Jujur, aku tak apa jika kamu menerimanya waktu itu. Aku bahagia jika kamu
bahagia.”
“Tapi Vir kenapa
aku sampai bisa melihatmu berpengan tangan? Sungguh itu membuat diriku sedih
dan malu terhadap diriku sendiri karena tidak bisa mengingatkan kamu.”
“Re, maafkan
aku, aku benar-benar tergoda, dengan bisikan setan waktu itu. Dan ternyata Mas
Rozi juga tidak memiliki pegangan yang kuat sehingga dia bisa dengan santai
memegang tanganku. Aku ingin untuk menolaknya, namun aku merasa tidak enak dan
takut dia kecewa, lalu meninggalkanku. Karena waktu itu aku masih benar-benar
senang dia bisa menjadi yang istimewa untukku dalam kehidupan nyata ini. Dan
sekarang aku kecewa pada diriku sediri. Kerena tangan ini seharusnya dipegang
oleh imamku kelak. Aku sudah memberikan tangan bekas pada imamku, Re.”
Vira
mulai menangis akan keadaannya yang sekarang. Aku sangat bersyukur karena Vira
masih bisa merasa bersalah dan malu atas kesalahannya. Aku senang bukan berarti
cemburu, aku benar-benar senang karena aku belum kehilangan sosok teman yang
shalekah itu. Dia memang sudah melakukan kesalahan itu, tapi bukankah manusia
tempatnya lupa dan salah?
“Vir, aku tidak
marah sama sekali kepadamu. Aku hanya tidak ingin kamu terjerumus dalam jurang
kemaksiatan. Aku menolaknya juga karena aku tak ingin diriku atau dirinya jatuh
dalam jurang itu. Dia tidak mungkin membawa diriku atau dirimu terjun ke jurang
kemaksiatan itu kalau dia benar-benar memiliki rasa yang suci itu. Aku rasa
seseorang yang meminta untuk menjalin hubungan yang seperti itu hanya menuruti
nafsunya saja. Masih ingat kan, Vir bahwa apabila kita benar-benar mencintai
seseorang, maka cintailah karena Allah yaitu dalam diam dan sampaikan rindu itu
lewat do’a. Itu lebih so sweet Vir, yakinlah! Walaupun kelak jodoh kita bukan
nama yang kita sebut dalam do’a kita, mungkin jodoh kita adalah dia yang sering
menyebut nama kita di setiap lantunan do’anya kepada Allah SWT.”
“Iya Re, makasih
banyak ya. Aku sangat beruntung memiliki sahabat sepertimu. Aku sudah
membulatkan tekatku untuk berhenti dengan hubungan ini. Semoga dia bisa
mengerti dan aku akan berbicara baik-baik serta akan memberinya beberapa
nasihat untuk membuatnya lebih baik.
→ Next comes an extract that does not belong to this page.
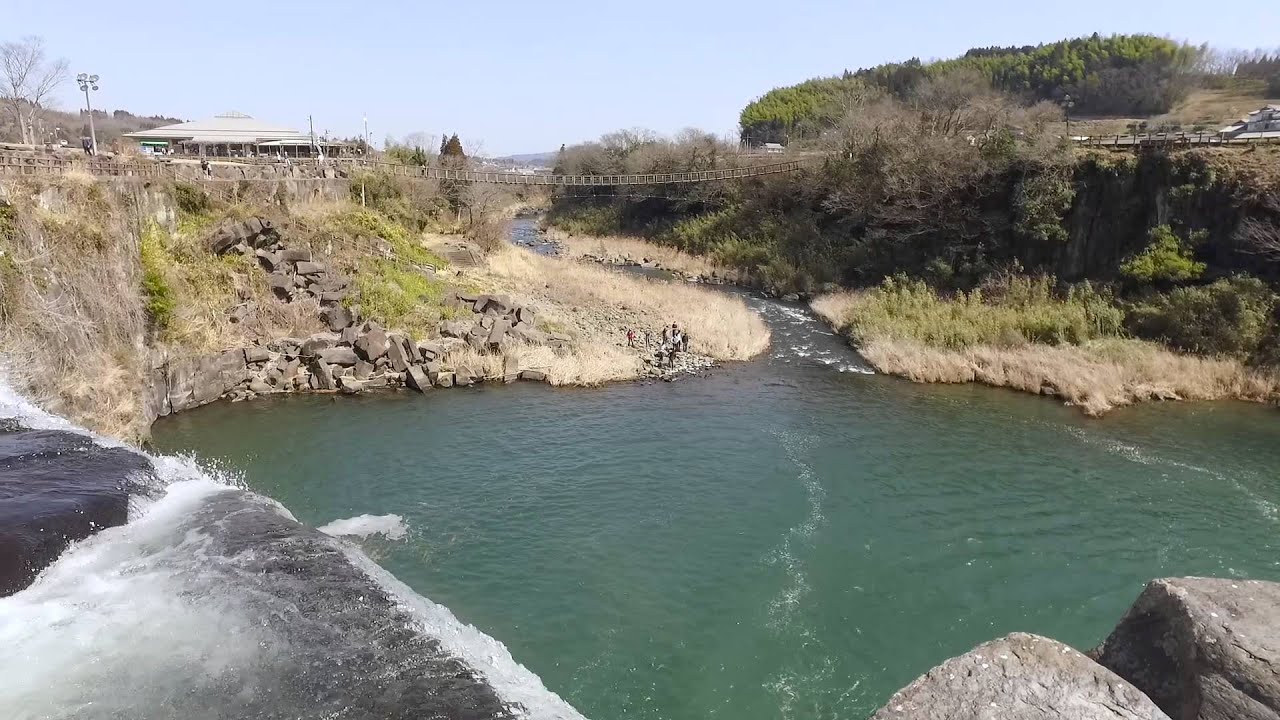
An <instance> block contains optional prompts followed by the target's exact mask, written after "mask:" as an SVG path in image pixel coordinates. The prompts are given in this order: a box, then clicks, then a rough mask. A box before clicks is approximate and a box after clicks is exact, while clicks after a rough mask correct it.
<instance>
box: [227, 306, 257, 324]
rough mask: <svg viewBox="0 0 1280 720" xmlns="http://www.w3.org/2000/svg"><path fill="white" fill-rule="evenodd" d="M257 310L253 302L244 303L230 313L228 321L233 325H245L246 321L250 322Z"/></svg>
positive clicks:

Karena dia juga teman seiman kita kan Re?”
“Iya Vir, semangat,
jangan galau lho. Kita harus terus berusaha memperbaiki memantaskan diri,
dengan begitu, In Sha Allah dia yang telah ditentukan oleh Allah untuk kita
juga sedang memperbaiki diri untuk diri kita kelak.”
“Umt...
benar-benar bikin greget Re, kata-katamu.”
“Haha... mau
tambah greget lagi, Vir?”
“Boleh-boleh,
apa itu?”
“Gini Vir,
sebenarnya prinsip jodoh itu sederhana lho, dan semua diawali dengan diri kita.
Jika ingin mendapatkan yang baik, maka buatlah diri kita baik pula. Jika ingin
mendapatkan yang shalih, maka buatlah diri kita shalikah pula. Dan jika ingin
mendapatkan imam yang baik, jadilah makmum yang baik pula. Jangan terlalu sibuk
menuntut, namun jadilah yang dituntut teman.”
“Intinya jodoh
itu cerminan diri kita ya, Re?”
“Yap.. pas
banget.”
“Sip, ustadzah!”
“E eh.. jangan
panggil ustadzah dong.”
“Itu kan do’a
jeng. Enggak apa apa kali.”
“Tapi mali dan
kurang enak gitu. Panggil Rere cantik aja haha.”
“Idih maunya.”
Setelah
percakakapan panjang kali lebar kali tinggi malam itu, Vira mulai kembali
seperti Vira yang dulu. Alhamdulillah Ya Allah, memang Engkaulah yang Maha
Kuasa untuk membolak-balikkan hati manusia. Semoga aku juga bisa menjaga diriku
sendiri dan selalu ingat akan perintah-perintahnya. Karena terkadang penyakit
lupa kian menjalar ke dalam diri ini.